There have been numerous stories of hate incidents following Donald Trump’s election, a number of which are proving to have been hoaxes. I cited one of them here yesterday which explains why this is an analysis blog rather than a news blog. As Sam Clemens said, a lie can travel half way around the world while the truth is putting on its shoes.
At Reason, no friend of Donald Trump’s, Elizabeth Nolan Brown catalogues some of them:
The first one to really go viral involved a Muslim female student at the University of Louisiana who claimed to have had her hijab ripped off and her wallet stolen the day after Trump’s election by two white men wearing Trump hats.
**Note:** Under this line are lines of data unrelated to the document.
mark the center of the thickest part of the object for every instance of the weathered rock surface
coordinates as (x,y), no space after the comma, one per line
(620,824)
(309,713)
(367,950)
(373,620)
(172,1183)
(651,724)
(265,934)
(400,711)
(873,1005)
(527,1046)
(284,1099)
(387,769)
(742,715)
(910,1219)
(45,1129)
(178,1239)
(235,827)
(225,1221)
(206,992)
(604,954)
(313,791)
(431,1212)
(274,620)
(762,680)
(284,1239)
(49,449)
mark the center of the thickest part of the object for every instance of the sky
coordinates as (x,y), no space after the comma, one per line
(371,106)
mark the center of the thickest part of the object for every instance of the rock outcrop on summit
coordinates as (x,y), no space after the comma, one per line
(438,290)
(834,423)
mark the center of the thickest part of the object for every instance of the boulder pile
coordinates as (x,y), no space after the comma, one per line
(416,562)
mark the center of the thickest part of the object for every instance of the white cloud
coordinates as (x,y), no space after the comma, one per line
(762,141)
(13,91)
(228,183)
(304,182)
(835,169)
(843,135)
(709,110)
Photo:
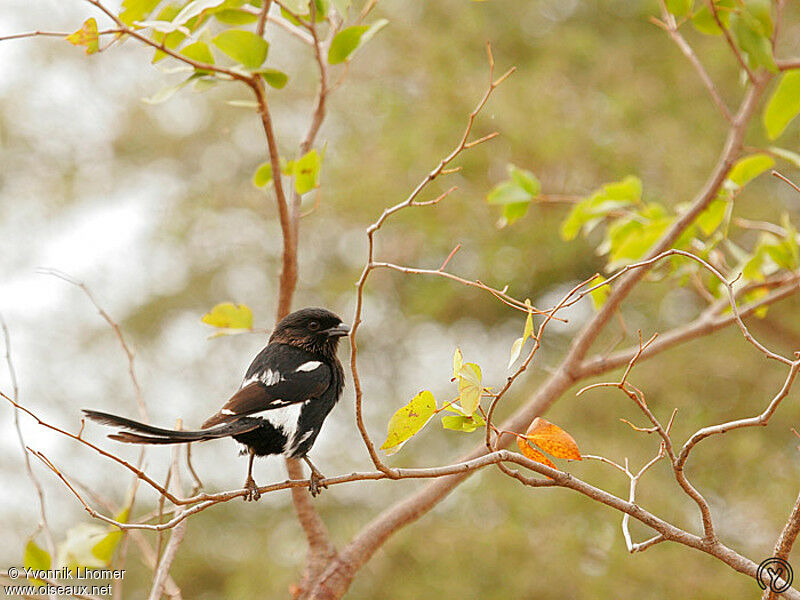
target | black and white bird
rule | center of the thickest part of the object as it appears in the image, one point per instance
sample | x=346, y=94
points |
x=287, y=392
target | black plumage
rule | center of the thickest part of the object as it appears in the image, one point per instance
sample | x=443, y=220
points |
x=288, y=391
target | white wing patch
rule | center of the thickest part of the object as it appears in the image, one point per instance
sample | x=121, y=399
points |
x=309, y=366
x=271, y=377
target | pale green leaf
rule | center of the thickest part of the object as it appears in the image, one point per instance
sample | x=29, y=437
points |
x=680, y=8
x=787, y=155
x=76, y=550
x=783, y=105
x=348, y=40
x=462, y=423
x=245, y=47
x=750, y=167
x=342, y=6
x=194, y=8
x=408, y=421
x=712, y=217
x=198, y=51
x=516, y=349
x=458, y=361
x=749, y=36
x=275, y=78
x=306, y=172
x=136, y=10
x=232, y=16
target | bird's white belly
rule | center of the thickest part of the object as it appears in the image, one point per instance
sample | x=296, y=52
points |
x=284, y=418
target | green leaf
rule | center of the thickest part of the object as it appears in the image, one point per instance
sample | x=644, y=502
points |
x=750, y=167
x=462, y=423
x=408, y=421
x=508, y=192
x=589, y=211
x=704, y=21
x=469, y=387
x=342, y=6
x=512, y=213
x=348, y=40
x=263, y=174
x=198, y=51
x=36, y=558
x=86, y=36
x=136, y=10
x=301, y=7
x=229, y=316
x=306, y=172
x=636, y=244
x=275, y=78
x=680, y=8
x=245, y=47
x=712, y=217
x=783, y=105
x=600, y=295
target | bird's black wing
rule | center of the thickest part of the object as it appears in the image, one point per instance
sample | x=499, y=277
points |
x=280, y=375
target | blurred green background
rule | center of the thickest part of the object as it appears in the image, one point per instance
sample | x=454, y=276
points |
x=152, y=206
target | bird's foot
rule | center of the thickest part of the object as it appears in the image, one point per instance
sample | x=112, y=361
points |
x=316, y=482
x=252, y=490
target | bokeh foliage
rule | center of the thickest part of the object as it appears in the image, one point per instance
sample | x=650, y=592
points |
x=600, y=94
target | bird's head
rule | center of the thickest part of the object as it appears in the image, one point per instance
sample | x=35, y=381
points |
x=313, y=329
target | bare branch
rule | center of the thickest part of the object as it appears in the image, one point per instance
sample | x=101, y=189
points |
x=43, y=523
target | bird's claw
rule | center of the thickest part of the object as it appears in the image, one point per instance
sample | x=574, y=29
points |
x=252, y=490
x=316, y=483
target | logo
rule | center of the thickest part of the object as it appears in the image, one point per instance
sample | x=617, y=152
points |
x=775, y=574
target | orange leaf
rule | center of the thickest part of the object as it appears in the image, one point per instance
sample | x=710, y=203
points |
x=533, y=454
x=552, y=439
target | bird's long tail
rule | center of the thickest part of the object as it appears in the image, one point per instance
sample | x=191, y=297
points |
x=147, y=434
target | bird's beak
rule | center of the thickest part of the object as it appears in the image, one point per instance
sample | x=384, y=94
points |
x=340, y=330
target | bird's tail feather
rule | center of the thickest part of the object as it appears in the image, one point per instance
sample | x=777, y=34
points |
x=147, y=434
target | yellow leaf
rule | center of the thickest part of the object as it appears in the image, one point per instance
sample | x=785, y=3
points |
x=229, y=316
x=469, y=387
x=86, y=36
x=533, y=454
x=552, y=439
x=516, y=347
x=407, y=421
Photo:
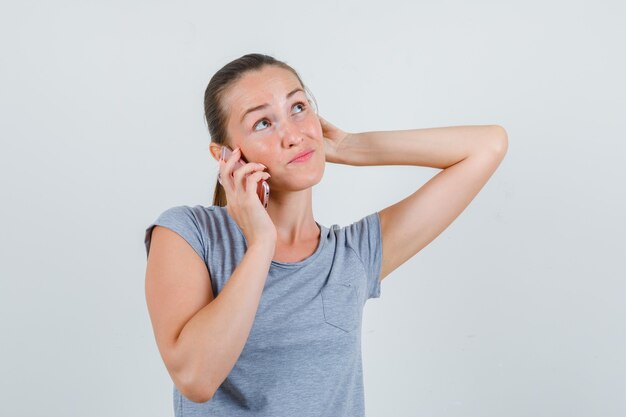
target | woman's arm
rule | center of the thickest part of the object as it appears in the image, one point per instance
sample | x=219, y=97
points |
x=468, y=155
x=439, y=147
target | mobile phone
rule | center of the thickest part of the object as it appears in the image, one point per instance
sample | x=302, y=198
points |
x=263, y=188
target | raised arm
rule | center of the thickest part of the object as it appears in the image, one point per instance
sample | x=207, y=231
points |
x=468, y=155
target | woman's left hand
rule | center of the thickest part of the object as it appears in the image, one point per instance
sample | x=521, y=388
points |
x=333, y=139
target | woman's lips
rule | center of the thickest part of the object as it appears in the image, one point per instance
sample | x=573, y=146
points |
x=303, y=158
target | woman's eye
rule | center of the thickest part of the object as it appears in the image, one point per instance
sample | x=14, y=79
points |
x=262, y=120
x=301, y=104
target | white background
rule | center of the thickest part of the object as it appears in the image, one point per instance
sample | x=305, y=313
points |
x=517, y=309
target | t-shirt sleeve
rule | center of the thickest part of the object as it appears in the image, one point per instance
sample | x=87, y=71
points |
x=181, y=220
x=365, y=238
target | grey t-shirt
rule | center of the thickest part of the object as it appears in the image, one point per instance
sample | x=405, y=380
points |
x=303, y=355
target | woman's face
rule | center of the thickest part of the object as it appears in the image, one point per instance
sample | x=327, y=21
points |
x=273, y=134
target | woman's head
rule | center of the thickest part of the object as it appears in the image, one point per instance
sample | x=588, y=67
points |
x=260, y=105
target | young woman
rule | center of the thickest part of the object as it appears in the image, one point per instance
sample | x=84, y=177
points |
x=257, y=310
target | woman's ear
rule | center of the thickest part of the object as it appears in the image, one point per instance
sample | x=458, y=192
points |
x=215, y=150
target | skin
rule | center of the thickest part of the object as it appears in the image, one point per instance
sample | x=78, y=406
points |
x=273, y=136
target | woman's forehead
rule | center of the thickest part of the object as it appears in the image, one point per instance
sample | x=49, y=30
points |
x=258, y=87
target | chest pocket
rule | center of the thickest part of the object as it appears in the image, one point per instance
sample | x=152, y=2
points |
x=341, y=307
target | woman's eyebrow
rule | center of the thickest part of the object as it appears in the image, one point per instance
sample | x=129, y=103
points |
x=262, y=106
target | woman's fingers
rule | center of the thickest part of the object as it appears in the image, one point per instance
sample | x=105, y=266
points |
x=253, y=179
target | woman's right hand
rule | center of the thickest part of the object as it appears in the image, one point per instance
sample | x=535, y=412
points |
x=244, y=206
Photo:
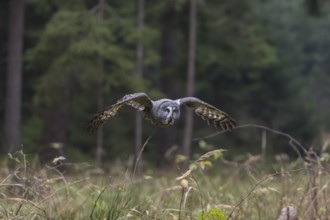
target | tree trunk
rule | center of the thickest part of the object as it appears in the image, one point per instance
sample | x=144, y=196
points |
x=139, y=71
x=190, y=79
x=12, y=122
x=169, y=59
x=99, y=135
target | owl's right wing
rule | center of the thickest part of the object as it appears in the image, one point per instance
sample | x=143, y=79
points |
x=212, y=115
x=140, y=101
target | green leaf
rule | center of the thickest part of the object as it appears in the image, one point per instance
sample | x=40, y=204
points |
x=212, y=214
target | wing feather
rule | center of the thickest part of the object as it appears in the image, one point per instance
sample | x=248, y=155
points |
x=212, y=115
x=140, y=101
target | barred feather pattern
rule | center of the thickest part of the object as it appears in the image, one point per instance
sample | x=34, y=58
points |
x=217, y=118
x=102, y=117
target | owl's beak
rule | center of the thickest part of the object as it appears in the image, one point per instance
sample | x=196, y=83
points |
x=170, y=117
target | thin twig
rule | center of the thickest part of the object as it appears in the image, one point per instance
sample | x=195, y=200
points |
x=95, y=202
x=139, y=155
x=292, y=141
x=250, y=192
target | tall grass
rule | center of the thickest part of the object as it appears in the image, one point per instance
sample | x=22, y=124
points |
x=209, y=189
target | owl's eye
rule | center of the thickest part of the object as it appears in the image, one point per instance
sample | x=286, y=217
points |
x=167, y=110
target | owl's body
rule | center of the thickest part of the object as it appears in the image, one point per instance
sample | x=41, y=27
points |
x=164, y=112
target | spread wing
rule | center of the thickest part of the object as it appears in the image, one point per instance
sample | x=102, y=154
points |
x=140, y=101
x=209, y=113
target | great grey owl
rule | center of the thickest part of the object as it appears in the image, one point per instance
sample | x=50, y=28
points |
x=164, y=112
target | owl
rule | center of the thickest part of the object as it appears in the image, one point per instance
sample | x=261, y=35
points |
x=164, y=112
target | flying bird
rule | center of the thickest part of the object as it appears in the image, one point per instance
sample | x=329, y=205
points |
x=164, y=112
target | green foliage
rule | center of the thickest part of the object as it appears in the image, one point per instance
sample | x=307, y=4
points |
x=212, y=214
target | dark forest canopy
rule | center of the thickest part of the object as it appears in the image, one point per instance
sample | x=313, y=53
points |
x=264, y=62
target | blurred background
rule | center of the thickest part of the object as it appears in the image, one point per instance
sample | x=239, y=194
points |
x=264, y=62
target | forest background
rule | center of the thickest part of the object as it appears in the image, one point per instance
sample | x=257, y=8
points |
x=263, y=62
But on Thursday, local police announced that the young woman had admitted she fabricated the story. “This incident is no longer under investigation,” the Lafayette Police Department said in a press release.
In another incident, this one in San Diego, a young Muslim woman’s purse and car were stolen by one white male and one Hispanic male. While the men allegedly made negative comments about Muslims, it seems car stealing was more their motivation than harassment or intimidation—which is obviously shitty, but not necessarily a Trump-inspired act of bigotry.
And an alleged incident of a gay man named Chris Ball getting beaten up by Trump supporters in Santa Monica on election night seems to have not happened the way it was initially recounted, if the incident even happened at all. The Santa Monica Police Department posted a message to Facebook Thursday saying that neither the department nor city officials had “received any information indicating this crime occurred in the City of Santa Monica” and “a check of local hospitals revealed there was no victim of any such incident admitted or treated.”
Other instances of “Trump inspired” violence and vandalism have also turned out to be hoaxes or misinterpretations. An alleged Ku Klux Klan rally in honor of Trump’s victory turned out to be an old photo of conservatives carrying U.S., Gadsden, and Christian flags that were billowing out in a manner mistaken in a grainy photo for Klan robes. There were no Southern Illinois University students posting blackface selfies to social media after Trump’s win.
A Nazi flag that went up over a home in San Francisco Wednesday wasn’t a show of support for anti-Jewish sentiment but “a comment on our new president-elect,” according to the anti-Trump resident who put it up. “I am hoping people get that this is a political statement, and that I’m not a Nazi supporter.”
I think that Donald Trump’s obnoxious over-the-top rhetoric is repellent. It’s one of the many reasons I didn’t vote for him. I think it’s darned hard to be a president for all of the people when you’re slamming a good portion of them in a way that’s at best offensive and at worst hateful.
We need to start reflecting on just who is creating a climate of hatred and fear? Is it Donald Trump and his supporters, his opponents who lie about attacks on them or both?